Sollte Kickl Kanzler in Österreich werden: Was würde sich voraussichtlich ändern?

Kickl würde alles daransetzen, das geltende Asylrecht abzuschaffen, und er würde nicht davor zurückschrecken, dabei auch EU-Recht zu brechen. Eine FPÖ-geführte Regierung würde das Budget des ORF reduzieren und diesen in seiner Unabhängigkeit gefährden. In der EU würde eine FPÖ-Regierung Ungarns Ministerpräsident Viktor Orbán stärken und ihr Veto-Recht nutzen, um etwa Militärhilfe an die Ukraine zu stoppen.

Die FPÖ wird einen Koalitionspartner brauchen, wer käme da infrage?

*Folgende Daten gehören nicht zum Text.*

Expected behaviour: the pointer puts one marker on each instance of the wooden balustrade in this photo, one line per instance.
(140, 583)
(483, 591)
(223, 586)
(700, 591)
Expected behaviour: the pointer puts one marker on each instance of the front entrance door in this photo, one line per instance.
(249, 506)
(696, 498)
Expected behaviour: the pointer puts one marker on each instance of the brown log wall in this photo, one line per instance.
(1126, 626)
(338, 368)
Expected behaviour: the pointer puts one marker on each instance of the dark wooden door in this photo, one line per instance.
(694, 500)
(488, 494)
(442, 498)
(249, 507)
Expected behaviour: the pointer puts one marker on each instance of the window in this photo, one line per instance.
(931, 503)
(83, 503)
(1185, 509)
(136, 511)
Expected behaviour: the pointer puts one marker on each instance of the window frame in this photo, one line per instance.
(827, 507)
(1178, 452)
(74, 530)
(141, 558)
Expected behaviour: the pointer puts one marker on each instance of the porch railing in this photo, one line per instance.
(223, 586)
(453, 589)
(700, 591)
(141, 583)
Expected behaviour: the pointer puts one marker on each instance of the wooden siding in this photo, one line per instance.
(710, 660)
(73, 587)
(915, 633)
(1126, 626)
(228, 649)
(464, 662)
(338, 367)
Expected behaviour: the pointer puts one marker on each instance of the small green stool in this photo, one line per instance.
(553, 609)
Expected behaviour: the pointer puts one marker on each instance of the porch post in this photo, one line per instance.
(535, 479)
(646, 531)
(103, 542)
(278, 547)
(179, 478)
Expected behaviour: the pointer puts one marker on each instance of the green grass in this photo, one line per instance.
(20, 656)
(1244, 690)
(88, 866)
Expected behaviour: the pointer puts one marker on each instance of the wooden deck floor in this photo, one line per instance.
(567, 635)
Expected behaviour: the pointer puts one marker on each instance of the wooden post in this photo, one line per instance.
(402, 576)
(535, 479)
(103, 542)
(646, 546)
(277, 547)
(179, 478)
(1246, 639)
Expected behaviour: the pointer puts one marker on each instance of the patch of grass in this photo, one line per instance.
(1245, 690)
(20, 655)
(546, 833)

Eigentlich nur die ÖVP. Deren Vorsitzender und Spitzenkandidat Karl Nehammer sagt, dass er mit Kickl, den er als "Sicherheitsrisiko" und "rechtsextrem" bezeichnet, keine Koalition bilden werde. Eine ÖVP-FPÖ-Regierung ohne Kickl schließt er jedoch nicht aus.

Wie wollen die anderen Parteien eine Kanzlerschaft Kickls verhindern?

Eine Regierung ohne FPÖ-Beteiligung wird möglich sein, wenn ÖVP, SPÖ und - aller Wahrscheinlichkeit nach - eine dritte Partei wie etwa die liberale Partei Neos eine Koalition bilden. Für diesen Fall wird Kickl wohl die Propaganda-Botschaft verkünden, dass er der vom Volk gewählte "Volkskanzler" sei, dessen Amtsantritt jedoch von den "Systemparteien" verhindert werde.